Détails des quatre projets
Le ministère camerounais de l’Économie a officialisé le 20 février 2026 à Yaoundé le démarrage opérationnel de ces programmes, avec des bailleurs comme la GIZ, le FIDA et la KfW.
- Projet 1 (GIZ, 9,5 milliards FCFA) : Favorise le dialogue intersectoriel et l’alignement des politiques publiques sur les forêts, l’agriculture et l’aménagement du territoire.
- Projet 2 (FIDA, 12 milliards FCFA) : Soutient l’intensification agroécologique dans les zones rurales pour limiter l’expansion agricole extensive, responsable de plus de 60% de la déforestation.
- Projet 3 (KfW, 11 milliards FCFA, jusqu’en 2029) : Gestion intégrée du paysage du Grand Mbam, testant la conciliation entre production agricole, conservation forestière et développement local.
- Projet 4 (GIZ, 4 milliards FCFA) : Renforce les capacités en aménagement du territoire, appuie les plans locaux d’affectation des terres et prépare le troisième inventaire forestier national.
Ces initiatives visent à stopper et inverser la perte de couvert forestier, en favorisant la régénération naturelle et la protection des zones humides.
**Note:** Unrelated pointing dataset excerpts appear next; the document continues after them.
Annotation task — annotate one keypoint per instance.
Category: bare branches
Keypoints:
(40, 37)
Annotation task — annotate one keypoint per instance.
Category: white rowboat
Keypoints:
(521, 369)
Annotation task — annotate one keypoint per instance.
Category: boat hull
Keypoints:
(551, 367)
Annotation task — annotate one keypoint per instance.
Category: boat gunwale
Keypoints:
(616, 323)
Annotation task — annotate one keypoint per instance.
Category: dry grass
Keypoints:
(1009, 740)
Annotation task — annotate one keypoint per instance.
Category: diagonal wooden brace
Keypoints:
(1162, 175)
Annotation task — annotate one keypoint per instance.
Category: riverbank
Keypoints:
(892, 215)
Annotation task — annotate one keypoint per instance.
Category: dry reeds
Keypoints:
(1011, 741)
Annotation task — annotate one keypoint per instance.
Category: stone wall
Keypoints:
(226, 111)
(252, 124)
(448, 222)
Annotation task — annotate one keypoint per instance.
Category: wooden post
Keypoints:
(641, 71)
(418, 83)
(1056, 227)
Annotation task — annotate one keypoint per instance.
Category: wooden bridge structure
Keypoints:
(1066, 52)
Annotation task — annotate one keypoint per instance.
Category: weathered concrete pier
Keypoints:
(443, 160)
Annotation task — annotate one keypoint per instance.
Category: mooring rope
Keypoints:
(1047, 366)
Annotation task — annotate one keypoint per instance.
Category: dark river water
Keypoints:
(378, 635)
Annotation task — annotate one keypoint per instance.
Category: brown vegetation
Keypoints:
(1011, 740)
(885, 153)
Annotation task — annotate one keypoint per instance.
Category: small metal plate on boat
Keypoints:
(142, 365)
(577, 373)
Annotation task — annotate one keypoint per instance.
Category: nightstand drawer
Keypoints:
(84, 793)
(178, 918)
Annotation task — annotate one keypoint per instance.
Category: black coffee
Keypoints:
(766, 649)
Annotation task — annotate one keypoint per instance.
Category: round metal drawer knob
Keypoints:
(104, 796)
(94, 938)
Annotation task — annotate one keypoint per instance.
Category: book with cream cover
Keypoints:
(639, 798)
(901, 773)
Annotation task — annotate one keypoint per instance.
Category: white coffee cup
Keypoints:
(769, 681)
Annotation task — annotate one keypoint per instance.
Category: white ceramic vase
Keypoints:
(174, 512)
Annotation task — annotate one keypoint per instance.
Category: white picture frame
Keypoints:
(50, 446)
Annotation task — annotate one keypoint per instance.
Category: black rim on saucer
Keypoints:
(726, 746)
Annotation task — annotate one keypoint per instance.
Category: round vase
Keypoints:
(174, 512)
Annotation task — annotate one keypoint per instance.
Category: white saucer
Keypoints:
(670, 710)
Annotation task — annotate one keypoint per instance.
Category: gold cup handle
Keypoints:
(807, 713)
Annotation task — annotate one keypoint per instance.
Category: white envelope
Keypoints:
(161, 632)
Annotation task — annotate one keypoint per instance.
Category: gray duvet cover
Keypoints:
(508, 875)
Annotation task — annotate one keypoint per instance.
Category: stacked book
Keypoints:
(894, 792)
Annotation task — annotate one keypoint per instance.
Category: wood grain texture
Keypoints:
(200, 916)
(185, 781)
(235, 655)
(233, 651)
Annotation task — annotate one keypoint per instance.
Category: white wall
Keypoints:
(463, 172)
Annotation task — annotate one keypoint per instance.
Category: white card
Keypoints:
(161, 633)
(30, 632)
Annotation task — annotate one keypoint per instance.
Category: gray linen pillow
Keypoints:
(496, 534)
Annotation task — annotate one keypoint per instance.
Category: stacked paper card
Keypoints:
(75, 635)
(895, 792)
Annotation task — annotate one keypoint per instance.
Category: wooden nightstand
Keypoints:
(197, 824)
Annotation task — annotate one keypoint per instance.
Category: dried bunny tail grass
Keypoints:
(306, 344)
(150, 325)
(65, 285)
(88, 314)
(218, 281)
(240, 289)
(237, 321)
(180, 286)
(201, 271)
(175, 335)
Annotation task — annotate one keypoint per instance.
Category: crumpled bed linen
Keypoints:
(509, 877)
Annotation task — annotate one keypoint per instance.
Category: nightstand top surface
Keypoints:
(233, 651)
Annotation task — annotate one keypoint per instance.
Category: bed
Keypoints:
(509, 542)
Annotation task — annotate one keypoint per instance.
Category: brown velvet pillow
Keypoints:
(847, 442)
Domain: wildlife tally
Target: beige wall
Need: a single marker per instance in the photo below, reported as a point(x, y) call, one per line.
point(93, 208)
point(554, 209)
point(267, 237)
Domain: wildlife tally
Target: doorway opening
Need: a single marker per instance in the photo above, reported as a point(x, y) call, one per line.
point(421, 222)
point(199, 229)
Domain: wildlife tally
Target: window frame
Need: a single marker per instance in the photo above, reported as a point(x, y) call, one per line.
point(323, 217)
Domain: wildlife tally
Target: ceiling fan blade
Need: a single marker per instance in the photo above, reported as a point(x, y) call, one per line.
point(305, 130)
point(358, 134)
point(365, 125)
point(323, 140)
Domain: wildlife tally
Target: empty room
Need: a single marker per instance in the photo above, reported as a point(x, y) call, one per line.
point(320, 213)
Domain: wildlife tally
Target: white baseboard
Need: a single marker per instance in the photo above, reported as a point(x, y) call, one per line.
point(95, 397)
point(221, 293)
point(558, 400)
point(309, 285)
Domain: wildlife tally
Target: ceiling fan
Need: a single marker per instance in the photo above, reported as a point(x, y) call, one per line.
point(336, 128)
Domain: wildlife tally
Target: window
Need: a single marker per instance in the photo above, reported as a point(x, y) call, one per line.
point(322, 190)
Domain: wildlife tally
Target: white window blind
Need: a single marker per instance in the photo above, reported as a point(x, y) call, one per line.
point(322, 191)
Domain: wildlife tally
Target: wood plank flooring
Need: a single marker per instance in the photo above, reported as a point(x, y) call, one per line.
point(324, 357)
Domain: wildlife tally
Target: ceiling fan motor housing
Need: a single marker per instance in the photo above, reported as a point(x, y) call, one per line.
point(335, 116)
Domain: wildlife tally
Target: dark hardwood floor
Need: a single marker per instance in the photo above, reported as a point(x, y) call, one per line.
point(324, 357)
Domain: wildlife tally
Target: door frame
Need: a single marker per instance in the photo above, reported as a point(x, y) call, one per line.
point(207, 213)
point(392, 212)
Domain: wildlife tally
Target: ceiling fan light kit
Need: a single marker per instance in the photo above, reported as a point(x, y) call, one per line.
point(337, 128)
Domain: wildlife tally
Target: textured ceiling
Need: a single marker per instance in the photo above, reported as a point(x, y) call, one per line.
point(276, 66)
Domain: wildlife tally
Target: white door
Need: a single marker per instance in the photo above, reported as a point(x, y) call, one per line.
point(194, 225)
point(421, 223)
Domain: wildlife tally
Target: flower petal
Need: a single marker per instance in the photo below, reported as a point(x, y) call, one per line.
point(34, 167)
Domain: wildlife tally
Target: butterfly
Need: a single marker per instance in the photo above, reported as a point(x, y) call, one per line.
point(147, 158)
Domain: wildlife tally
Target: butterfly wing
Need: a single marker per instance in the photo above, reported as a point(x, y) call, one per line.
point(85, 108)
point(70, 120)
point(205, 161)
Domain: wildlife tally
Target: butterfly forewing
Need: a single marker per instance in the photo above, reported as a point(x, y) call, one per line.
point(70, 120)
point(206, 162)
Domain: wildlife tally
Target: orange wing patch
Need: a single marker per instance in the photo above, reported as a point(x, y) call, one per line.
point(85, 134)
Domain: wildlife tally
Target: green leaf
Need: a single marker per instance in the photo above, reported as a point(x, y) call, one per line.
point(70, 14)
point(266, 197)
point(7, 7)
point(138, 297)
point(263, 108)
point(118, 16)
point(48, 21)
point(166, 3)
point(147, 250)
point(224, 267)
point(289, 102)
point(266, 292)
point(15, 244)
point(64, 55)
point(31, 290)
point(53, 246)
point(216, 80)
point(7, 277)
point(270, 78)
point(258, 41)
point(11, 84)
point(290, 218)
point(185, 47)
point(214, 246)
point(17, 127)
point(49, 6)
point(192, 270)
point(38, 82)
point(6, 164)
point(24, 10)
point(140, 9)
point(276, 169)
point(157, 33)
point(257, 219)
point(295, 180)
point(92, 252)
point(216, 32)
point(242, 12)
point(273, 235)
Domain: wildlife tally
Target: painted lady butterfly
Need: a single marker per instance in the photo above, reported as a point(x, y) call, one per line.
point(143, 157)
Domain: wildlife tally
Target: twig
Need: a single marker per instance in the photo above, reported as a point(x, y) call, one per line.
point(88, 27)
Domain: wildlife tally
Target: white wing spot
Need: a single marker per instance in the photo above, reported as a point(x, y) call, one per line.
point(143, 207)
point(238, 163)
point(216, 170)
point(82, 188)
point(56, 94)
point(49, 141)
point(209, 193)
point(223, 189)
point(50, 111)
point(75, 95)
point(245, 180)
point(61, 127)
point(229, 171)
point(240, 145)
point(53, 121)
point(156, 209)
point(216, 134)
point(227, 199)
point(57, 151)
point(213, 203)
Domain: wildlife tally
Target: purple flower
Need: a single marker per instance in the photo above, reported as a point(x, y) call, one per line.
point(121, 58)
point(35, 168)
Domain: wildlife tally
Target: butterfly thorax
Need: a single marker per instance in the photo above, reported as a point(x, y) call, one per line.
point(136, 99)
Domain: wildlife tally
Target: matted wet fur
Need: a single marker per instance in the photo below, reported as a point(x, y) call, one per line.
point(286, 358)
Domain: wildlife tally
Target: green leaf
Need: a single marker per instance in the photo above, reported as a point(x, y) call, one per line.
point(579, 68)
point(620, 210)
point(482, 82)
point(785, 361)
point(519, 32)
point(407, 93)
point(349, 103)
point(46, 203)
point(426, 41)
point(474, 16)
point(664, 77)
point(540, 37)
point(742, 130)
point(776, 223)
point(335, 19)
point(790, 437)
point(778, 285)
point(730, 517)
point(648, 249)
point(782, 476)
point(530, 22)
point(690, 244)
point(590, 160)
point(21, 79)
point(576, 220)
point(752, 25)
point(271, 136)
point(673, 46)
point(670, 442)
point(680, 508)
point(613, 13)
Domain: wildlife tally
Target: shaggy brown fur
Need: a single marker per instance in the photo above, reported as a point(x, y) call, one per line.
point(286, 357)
Enjeux de la déforestation au Cameroun
Le Cameroun perd annuellement environ 110 000 hectares de forêts, principalement dues à l’agriculture extensive et à l’orpaillage artisanal. Dans l’Est, comme dans le département de la Kadey, l’orpaillage a explosé de 5 490% entre 2010 et 2024, convertissant 2 025 hectares de terres arables et 2 614 hectares de forêts en sites miniers.
Ces pressions accentuent l’insécurité alimentaire et dégradent les écosystèmes, rendant urgente une transition vers des modèles durables.
Impact économique et stratégique
Ces projets s’inscrivent dans la Stratégie Nationale de Développement 2030, visant à améliorer les revenus ruraux, créer des emplois et réduire la pauvreté en zones forestières. La phase pilote (2025-2028) conditionne des financements futurs plus massifs, potentiellement jusqu’à 1 500 milliards FCFA via CAFI.
En ciblant l’intensification agricole sans expansion des surfaces, ils cherchent à générer des revenus via une exploitation durable, tout en alignant le Cameroun sur les engagements climatiques internationaux (REDD+). Le succès dépendra de la gouvernance locale et de la coordination intersectorielle pour contrer les activités illégales comme l’orpaillage.